Until the first of five Cottonwood novels was published, Billy had no idea that I was writing about our boyhood adventures together. When we launched the Cottonwood Summer book tour in Owosso, Billy’s older sister Betty, on whom the Cottonwood character, Queenie, is based, came to one of my book signings. I hadn’t seen her for years.

She bought copies for herself and for Billy, whom she told me was retired and living in Mesa, Arizona. I wrote a warm inscription in his book, and Betty sent it to him.

After a couple of weeks, she called to ask him how he liked the book. He said he’d really enjoyed it. Then she asked, “Did you recognize any of the characters?”

When he said no, she ordered him to get his book and read the first page. Queenie was like that, you know.

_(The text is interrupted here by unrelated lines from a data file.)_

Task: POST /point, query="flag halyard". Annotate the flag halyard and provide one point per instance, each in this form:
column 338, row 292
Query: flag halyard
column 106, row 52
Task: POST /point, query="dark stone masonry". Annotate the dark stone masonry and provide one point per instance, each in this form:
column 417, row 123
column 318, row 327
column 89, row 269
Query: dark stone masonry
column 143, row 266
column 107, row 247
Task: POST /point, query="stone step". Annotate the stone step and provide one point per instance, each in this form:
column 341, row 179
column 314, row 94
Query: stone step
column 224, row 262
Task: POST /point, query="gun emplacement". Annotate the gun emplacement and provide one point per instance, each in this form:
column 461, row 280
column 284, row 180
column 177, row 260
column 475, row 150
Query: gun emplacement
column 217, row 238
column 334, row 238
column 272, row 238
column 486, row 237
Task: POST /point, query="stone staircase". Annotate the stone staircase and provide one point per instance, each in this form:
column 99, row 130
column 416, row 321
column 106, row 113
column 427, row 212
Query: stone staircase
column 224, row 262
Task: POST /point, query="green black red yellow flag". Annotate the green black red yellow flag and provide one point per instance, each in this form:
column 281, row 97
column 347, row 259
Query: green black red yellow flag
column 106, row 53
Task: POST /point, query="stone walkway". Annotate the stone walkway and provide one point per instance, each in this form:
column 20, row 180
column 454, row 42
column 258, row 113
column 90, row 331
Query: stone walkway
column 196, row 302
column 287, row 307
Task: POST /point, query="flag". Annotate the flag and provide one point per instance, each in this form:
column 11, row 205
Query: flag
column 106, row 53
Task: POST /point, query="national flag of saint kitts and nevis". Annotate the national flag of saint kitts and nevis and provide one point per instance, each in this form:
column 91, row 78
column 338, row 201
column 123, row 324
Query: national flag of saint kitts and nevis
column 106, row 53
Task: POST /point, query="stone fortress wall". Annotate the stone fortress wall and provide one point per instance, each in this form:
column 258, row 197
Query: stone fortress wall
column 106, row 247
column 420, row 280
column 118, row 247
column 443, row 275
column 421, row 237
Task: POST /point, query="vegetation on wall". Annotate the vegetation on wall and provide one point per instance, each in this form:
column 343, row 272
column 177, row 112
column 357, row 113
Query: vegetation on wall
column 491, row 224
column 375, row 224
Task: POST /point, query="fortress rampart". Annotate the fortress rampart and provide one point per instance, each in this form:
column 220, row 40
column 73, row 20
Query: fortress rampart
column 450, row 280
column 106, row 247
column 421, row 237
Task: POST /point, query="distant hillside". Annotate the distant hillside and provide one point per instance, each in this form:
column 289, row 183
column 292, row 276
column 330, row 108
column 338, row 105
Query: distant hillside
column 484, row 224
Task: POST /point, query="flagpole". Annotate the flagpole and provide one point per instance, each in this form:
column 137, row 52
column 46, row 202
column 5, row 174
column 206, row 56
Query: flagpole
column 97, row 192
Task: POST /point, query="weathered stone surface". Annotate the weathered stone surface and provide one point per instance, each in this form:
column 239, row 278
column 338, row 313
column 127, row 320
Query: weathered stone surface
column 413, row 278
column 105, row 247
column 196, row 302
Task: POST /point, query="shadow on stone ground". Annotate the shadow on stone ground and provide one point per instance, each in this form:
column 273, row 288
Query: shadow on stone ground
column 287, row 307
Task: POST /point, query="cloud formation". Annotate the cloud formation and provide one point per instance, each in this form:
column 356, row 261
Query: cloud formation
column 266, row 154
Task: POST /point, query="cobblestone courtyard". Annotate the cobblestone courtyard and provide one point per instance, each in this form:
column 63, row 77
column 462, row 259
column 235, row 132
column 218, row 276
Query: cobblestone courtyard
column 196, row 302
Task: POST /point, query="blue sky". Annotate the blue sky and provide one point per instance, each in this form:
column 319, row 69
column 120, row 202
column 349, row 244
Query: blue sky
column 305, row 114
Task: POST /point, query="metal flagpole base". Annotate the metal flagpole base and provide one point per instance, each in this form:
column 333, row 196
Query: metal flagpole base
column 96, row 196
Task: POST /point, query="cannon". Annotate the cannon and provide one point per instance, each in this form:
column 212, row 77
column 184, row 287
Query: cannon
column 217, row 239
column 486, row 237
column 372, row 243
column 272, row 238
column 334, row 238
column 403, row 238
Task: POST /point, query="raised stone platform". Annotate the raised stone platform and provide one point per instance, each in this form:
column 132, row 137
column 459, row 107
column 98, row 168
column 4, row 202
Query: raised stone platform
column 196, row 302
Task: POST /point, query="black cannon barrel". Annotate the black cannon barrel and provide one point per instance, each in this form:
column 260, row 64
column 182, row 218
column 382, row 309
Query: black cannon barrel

Here’s what I had written there:

From Cottonwood Summer, Chapter One, The Adventures Begin.

There, sitting in my swing, was a strange-looking boy that I had never seen before. He was about my size and, as I would learn later, almost exactly my age. His thick hair, matching the color of his black eyes, was butched short and his skin was heavily tanned. Immense ears framed his owl-like face.

The over-sized, olive drab army cap perched rakishly above his left eyebrow signaled a cocky demeanor. A tee shirt of alternating maroon and dirty yellow stripes was tucked carelessly into crumpled tan cotton shorts. Several passes of an adult-length, brown leather belt embossed with bucking broncos and branding irons encircled his waist.

But the most dramatic element of his fashion statement was the floppy pair of canvas infantry leggings, surplus from the Great War, I guessed, which if fully laced would have extended upward, well past his knees. Two scuffed brown work shoes, in need of new soles and strings, poked out from under his doughboy specials.
Billy Curtis wore that exact same uniform every day for first three years that I knew him. When Billy read it again, he recognized himself and suddenly realized he was the star of the Cottonwood series.

And from that moment on, his personality changed radically.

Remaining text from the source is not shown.